Marie-Odile: He talks to the fish… and the fish answers.
Hervé: My main despair is a squid. It’s my favourite but I always…
Marie-Odile: He find very tricky. It’s a favourite for the whole family, because we spent a lot of summers in Andalusia and the Spanish cook it perfectly.
Hervé: I try often, but there’s always a bit of frustration – I know it could be much better than I make it.
Marie-Odile: I like to cook with leftovers. For instance I would do a big beef roast, a pot-au-feu, and then you get four meals out of it. I might transform it into something more Japanese – a soup.
Marie-Odile: Oh yes probably. Oop – I tend to forget what I left on the fire [she runs into the kitchen, then returns a moment later]. It’s okay.
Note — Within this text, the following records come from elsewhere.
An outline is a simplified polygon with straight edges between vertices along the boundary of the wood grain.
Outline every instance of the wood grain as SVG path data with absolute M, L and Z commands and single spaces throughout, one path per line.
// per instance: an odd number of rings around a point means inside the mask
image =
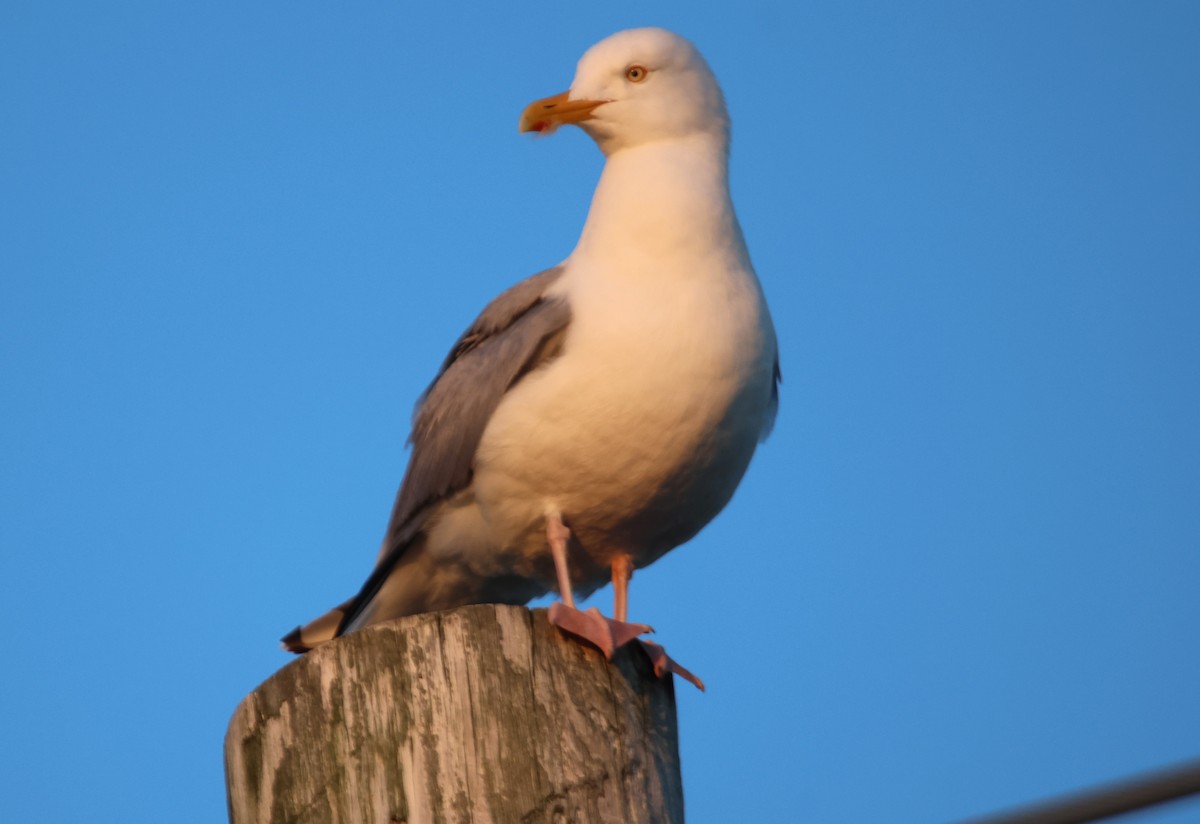
M 683 822 L 671 680 L 522 607 L 317 648 L 238 706 L 226 776 L 233 824 Z

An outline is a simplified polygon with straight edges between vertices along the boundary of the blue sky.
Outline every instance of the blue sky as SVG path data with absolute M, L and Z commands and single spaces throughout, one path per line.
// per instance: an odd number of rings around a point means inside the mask
M 601 156 L 517 115 L 647 24 L 725 88 L 785 374 L 631 593 L 709 684 L 689 822 L 1200 756 L 1200 6 L 7 0 L 0 818 L 221 820 L 228 718 L 368 571 L 413 401 L 582 225 Z

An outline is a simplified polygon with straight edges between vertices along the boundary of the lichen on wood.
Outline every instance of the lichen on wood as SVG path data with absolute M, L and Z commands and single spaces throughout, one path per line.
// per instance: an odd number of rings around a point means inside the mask
M 522 607 L 306 654 L 239 705 L 226 775 L 233 824 L 683 822 L 671 680 Z

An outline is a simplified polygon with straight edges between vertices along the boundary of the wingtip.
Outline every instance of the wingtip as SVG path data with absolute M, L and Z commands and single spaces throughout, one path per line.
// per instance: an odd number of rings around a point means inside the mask
M 311 650 L 312 646 L 304 643 L 302 632 L 304 627 L 298 626 L 292 632 L 280 638 L 280 649 L 287 650 L 288 652 L 295 652 L 296 655 L 301 655 Z

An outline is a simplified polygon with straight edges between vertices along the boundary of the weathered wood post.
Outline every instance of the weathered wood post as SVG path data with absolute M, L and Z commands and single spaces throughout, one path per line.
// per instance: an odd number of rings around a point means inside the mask
M 671 679 L 479 606 L 317 648 L 238 706 L 233 824 L 680 823 Z

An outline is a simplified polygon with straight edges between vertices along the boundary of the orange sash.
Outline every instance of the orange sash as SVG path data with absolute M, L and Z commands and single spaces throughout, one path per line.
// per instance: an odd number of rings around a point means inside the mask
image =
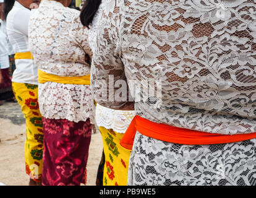
M 231 143 L 256 137 L 256 132 L 235 135 L 213 134 L 155 123 L 136 115 L 121 140 L 120 144 L 126 148 L 132 150 L 137 131 L 144 136 L 162 141 L 188 145 Z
Marie-Odile: No, we just improvise. I’ll go to the market. We’re very lucky because we’re both freelance, so we’re not obliged to buy food on the weekends. But our big thing is to bring back food from Normandy.
When we met, we became very fond of steam cooking. It’s a good way to learn but we steamed everything. We were crazy about steaming
Marie-Odile: Yes. Just in front of Jersey. So we get good meat and great fish and can also bring oysters back during the winter. We didn’t know this, but when you buy oysters you can keep them for two or three weeks. So our freezer is full of fish and meat. If I go to the organic market in Paris, I could spend €35 and only get enough food for one day. At the organic farm in Normandy, I can get veg and fruit for a whole week with the same amount. Each time we leave, we go to the butcher nearby – he prepares things like osso bucco. In Paris you always have to order it.
Hervé: And we do not eat that much meat in Paris, compared to Normandy, because the butcher there is better and we have a barbeque. In Paris we try to eat fish more.
Hervé: I think that Marie will tell you that we are less and less astonished by the restaurants here.
Marie-Odile: Yes [sighs]. It’s difficult to be surprised.
Hervé: Also we are not very good at planning. There are restaurants we would like to go to but it’s very difficult to plan to book a table three months ahead and we are a bit lazy.
Marie-Odile: I might do it with my girlfriends, I have a supper club with my friend Laura Zavan, an Italian cook and author, and some friends also in the same field, so we would plan one table a month. It’s to see what’s going on. But I like to try new places abroad, it’s more interesting to me. There are very good chefs in Paris but there are also a lot of people copying each other.
Marie-Odile: Yes, and the same design. The same lightbulbs.
Marie-Odile: We do at least four nights cooking at home and we’ll have take-away sushi once a week. We also make lunch at home, and now our 14-year-old daughter doesn’t want to eat school so she comes back for lunch three times a week. It can be complicated to feed teenagers. My daughter decided a couple of months ago that she wanted to become a vegetarian. But the problem is that she doesn’t like vegetables.
Hervé: It’s always a topic at home: what are we going to eat tonight? But sometimes they get really fed up – they think it takes up too much time.
Marie-Odile: “We don’t want to eat detox food, we want big steaks.”
Hervé: Sometimes we ask each other: “If you were on a desert island, what would you want to eat?” They say spare ribs.
Marie-Odile: The good part is when they call you and ask, “How do you make this?” That’s great – then you know you’ve done something right.